The Toyota Tundra in Japan isn’t a familiar sight in the neighbor’s driveway — it’s a rare, oversized guest. And that guest has a problem: the factory suspension was built for America, not for Japanese roads, tuning culture, or heavy-duty use. KYB decided to answer that exact demand, launching the 2000 Series kit for the 2022-and-newer Tundra on the domestic market.
This isn’t a cosmetic add-on. It’s a full shock absorber kit for the entire truck. The price is 462,000 yen — roughly $2,860. That’s a serious sum. But set against the truck’s own starting price in Japan, around 12 million yen, it starts to look less like an indulgence and more like the cost of doing business: if you’re driving something this big, you budget for it properly.

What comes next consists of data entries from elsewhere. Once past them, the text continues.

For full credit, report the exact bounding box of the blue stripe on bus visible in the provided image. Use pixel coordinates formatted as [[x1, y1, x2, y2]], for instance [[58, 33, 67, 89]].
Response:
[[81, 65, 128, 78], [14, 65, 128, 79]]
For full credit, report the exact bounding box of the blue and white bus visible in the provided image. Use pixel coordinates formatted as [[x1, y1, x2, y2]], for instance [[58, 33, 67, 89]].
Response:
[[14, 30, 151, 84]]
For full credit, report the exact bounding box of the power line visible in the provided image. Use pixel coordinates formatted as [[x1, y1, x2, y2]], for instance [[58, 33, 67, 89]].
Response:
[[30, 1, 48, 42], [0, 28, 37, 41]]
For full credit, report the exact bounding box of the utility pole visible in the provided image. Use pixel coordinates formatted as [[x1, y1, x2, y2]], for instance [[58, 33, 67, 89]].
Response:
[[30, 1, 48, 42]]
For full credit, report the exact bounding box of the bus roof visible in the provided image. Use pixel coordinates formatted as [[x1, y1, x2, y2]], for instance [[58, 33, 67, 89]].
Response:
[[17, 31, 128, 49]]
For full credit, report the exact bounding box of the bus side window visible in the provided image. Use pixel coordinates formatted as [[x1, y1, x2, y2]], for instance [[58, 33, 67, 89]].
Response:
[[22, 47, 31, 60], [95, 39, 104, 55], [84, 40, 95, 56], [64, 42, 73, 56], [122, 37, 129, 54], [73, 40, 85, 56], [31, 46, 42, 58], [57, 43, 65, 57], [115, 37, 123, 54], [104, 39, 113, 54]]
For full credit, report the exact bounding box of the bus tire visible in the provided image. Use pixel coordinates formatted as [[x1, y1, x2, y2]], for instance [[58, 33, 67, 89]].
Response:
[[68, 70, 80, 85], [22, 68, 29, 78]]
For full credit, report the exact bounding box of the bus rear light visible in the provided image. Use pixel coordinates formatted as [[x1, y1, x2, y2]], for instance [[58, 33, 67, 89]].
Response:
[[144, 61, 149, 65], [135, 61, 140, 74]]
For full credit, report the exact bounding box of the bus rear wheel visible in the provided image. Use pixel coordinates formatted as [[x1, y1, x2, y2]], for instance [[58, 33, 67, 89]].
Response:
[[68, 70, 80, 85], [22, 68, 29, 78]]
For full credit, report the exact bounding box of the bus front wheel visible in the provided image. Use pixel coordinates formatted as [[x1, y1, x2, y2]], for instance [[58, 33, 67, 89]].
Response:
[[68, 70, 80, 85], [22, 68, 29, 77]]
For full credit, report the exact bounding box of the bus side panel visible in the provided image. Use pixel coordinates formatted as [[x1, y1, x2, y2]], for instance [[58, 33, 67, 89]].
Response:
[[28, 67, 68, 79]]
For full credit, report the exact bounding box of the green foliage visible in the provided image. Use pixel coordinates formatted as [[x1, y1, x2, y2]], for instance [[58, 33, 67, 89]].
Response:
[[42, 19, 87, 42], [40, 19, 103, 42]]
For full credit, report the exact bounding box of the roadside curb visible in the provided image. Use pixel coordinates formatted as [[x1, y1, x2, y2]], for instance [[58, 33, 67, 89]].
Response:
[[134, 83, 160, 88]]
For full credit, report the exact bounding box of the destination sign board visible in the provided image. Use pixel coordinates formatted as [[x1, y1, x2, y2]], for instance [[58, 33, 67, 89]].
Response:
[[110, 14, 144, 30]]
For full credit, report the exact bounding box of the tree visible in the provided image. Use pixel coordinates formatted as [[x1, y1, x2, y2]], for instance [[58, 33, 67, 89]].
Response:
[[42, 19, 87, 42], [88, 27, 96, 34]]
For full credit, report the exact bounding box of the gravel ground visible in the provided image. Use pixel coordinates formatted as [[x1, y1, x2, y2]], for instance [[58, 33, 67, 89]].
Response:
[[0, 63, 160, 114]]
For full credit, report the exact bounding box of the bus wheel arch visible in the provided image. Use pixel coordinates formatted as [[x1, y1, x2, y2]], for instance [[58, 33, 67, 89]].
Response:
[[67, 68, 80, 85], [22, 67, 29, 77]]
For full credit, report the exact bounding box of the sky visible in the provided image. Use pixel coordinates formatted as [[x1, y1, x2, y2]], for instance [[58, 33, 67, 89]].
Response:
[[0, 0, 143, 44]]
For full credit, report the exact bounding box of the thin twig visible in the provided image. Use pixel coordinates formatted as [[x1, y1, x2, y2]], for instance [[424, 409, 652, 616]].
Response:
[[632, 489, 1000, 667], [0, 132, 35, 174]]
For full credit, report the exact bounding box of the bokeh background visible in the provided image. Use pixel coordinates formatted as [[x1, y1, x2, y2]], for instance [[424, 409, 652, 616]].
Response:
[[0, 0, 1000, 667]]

KYB built the 2000 Series for desert trails and off-road punishment in North America, not for a quiet trip to the supermarket — the kind of use where a truck grinds away at its limits for weeks on end. An aluminum body, a monotube design, a cylinder bore up to 60mm — behind those numbers sits something simple: less heat buildup under hard driving, tighter body control at speed, and none of the wallowing that wears a driver down on a long haul.
The bigger picture here is about ownership costs on a heavy import truck: budgeting not just for fuel and registration, but for suspension, tires, brakes, and parts availability from day one. Anyone running large wheels, driving unpaved roads, or towing a trailer runs into the same wall fast — it’s not really about parts pricing, it’s about the fact that very little on the market is actually built for this truck’s real-world mass.
The real competition here isn’t crossover struts — it’s heavy artillery from Bilstein, Fox, Old Man Emu, and other truck specialists. KYB’s edge is Japanese manufacturing and a reputation you don’t buy in one season. But the price tag immediately filters out anyone just looking to “replace a leaking shock on the cheap.”
None of this is about a fancy name on the box. It’s about a big truck that stops wearing out its driver and stops rocking on its own body once the suspension is right. For the Tundra, that’s closer to a safety question than tuning for tuning’s sake.